The 2006 SDR sample allocation strategy consisted of three main components: (1) allocate a minimum sample size for the smallest strata through a supplemental stratum allocation; (2) allocate extra sample for specific demographic group-by-sex domains through a supplemental domain allocation; and (3) allocate the remaining sample proportionately across all strata. The final sample allocation was therefore based on the sum of a proportional allocation across all strata, a domain-specific supplement allocated proportionately across strata in that domain, and a stratum-specific supplement added to obtain the minimum stratum size.

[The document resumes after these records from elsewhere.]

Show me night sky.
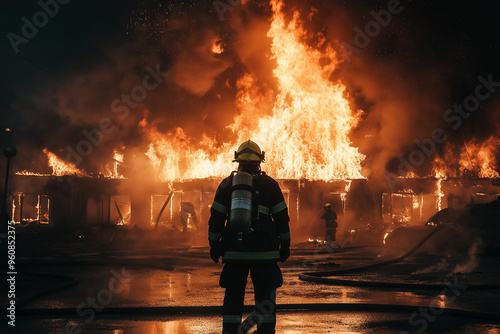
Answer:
[0,0,500,179]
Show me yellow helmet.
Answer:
[233,140,266,163]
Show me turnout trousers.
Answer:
[219,262,283,334]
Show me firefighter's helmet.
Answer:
[233,140,266,163]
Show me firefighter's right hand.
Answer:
[210,247,220,263]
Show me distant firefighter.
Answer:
[321,203,338,243]
[208,140,290,334]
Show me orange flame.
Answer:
[43,148,89,177]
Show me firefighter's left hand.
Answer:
[210,247,220,263]
[280,246,290,263]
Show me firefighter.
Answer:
[321,203,338,244]
[208,140,290,334]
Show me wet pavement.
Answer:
[2,244,500,334]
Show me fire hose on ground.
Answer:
[299,225,500,290]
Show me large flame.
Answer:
[43,149,89,176]
[141,0,364,181]
[433,137,500,179]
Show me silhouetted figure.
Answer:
[208,140,290,334]
[321,203,338,243]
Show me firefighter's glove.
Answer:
[210,247,220,263]
[280,245,290,263]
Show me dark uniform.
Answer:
[208,172,290,334]
[321,208,338,242]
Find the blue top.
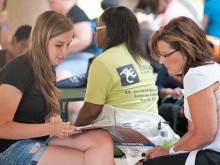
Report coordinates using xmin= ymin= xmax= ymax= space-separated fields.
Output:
xmin=204 ymin=0 xmax=220 ymax=38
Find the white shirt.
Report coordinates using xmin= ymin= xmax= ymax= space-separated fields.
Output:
xmin=183 ymin=63 xmax=220 ymax=164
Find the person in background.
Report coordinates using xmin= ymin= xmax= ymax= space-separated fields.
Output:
xmin=0 ymin=0 xmax=10 ymax=49
xmin=75 ymin=6 xmax=158 ymax=125
xmin=141 ymin=0 xmax=200 ymax=30
xmin=0 ymin=11 xmax=115 ymax=165
xmin=202 ymin=0 xmax=220 ymax=38
xmin=0 ymin=25 xmax=31 ymax=68
xmin=101 ymin=0 xmax=119 ymax=10
xmin=137 ymin=17 xmax=220 ymax=165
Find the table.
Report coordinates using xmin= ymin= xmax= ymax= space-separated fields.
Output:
xmin=60 ymin=88 xmax=86 ymax=121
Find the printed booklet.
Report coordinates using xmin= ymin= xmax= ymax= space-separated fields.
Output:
xmin=79 ymin=125 xmax=155 ymax=147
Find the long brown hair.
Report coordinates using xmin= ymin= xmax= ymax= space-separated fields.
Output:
xmin=26 ymin=11 xmax=73 ymax=113
xmin=149 ymin=16 xmax=214 ymax=75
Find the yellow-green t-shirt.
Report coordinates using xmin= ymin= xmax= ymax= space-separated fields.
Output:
xmin=85 ymin=44 xmax=158 ymax=112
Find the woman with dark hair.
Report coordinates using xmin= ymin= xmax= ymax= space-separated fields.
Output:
xmin=0 ymin=0 xmax=10 ymax=48
xmin=76 ymin=7 xmax=158 ymax=125
xmin=137 ymin=17 xmax=220 ymax=165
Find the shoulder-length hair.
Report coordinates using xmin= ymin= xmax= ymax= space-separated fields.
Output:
xmin=100 ymin=6 xmax=147 ymax=63
xmin=149 ymin=16 xmax=214 ymax=75
xmin=26 ymin=11 xmax=73 ymax=113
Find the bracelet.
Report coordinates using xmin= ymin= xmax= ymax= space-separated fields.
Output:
xmin=169 ymin=146 xmax=188 ymax=155
xmin=45 ymin=113 xmax=57 ymax=119
xmin=169 ymin=146 xmax=176 ymax=155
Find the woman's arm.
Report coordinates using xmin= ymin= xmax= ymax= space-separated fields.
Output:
xmin=169 ymin=83 xmax=219 ymax=151
xmin=145 ymin=83 xmax=219 ymax=159
xmin=0 ymin=12 xmax=10 ymax=49
xmin=0 ymin=84 xmax=78 ymax=139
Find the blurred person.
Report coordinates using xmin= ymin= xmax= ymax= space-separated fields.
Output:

The 2006 SDR sample selection was carried out independently for each stratum and cohort-substratum. For the existing cohort strata, the past practice of selecting the sample with probability proportional to size continued, where the measure of size was the base weight associated with the previous survey cycle. For each stratum, the sampling algorithm started by identifying and removing self-representing cases (i.e., those with a base weight = 1) through an iterative procedure. Next, the non-self-representing cases (i.e., those with a base weight>1) within each stratum were sorted by citizenship, disability status, Doctorate Records File degree field, and year of doctoral degree award. Finally, the balance of the sample (i.e., the total allocation minus the number of self-representing cases) was selected from each stratum systematically with probability proportional to size.
The new cohort sample was selected using the same algorithm used to select the existing cohort sample. However, because the base weight for every case in the new cohort frame was identical, each stratum sample from the new cohort was actually an equal-probability or self-weighting sample. Thus, the 2006 SDR sample of 42,955 consisted of 38,027 cases from the existing cohort frame and 4,928 cases from the new cohort frame. The overall sampling rate was about 1 in 18 (5.5%). However, sampling rates varied considerably across the strata.
Data Collection and Response Rates
Data collection for the 2006 SDR used three protocols. Each protocol had a different initial mode of data capture based primarily on the existing cohort’s prior indication of mode preference: self-administered paper questionnaire (SAQ), computer-assisted telephone interview (CATI), and self-administered online questionnaire (Web). After the initial contact, each protocol included sequential contacts by postal mail, telephone, and e-mail and ran in parallel throughout the data collection period. In addition, sample members were encouraged to switch to any other mode for their convenience in providing their response.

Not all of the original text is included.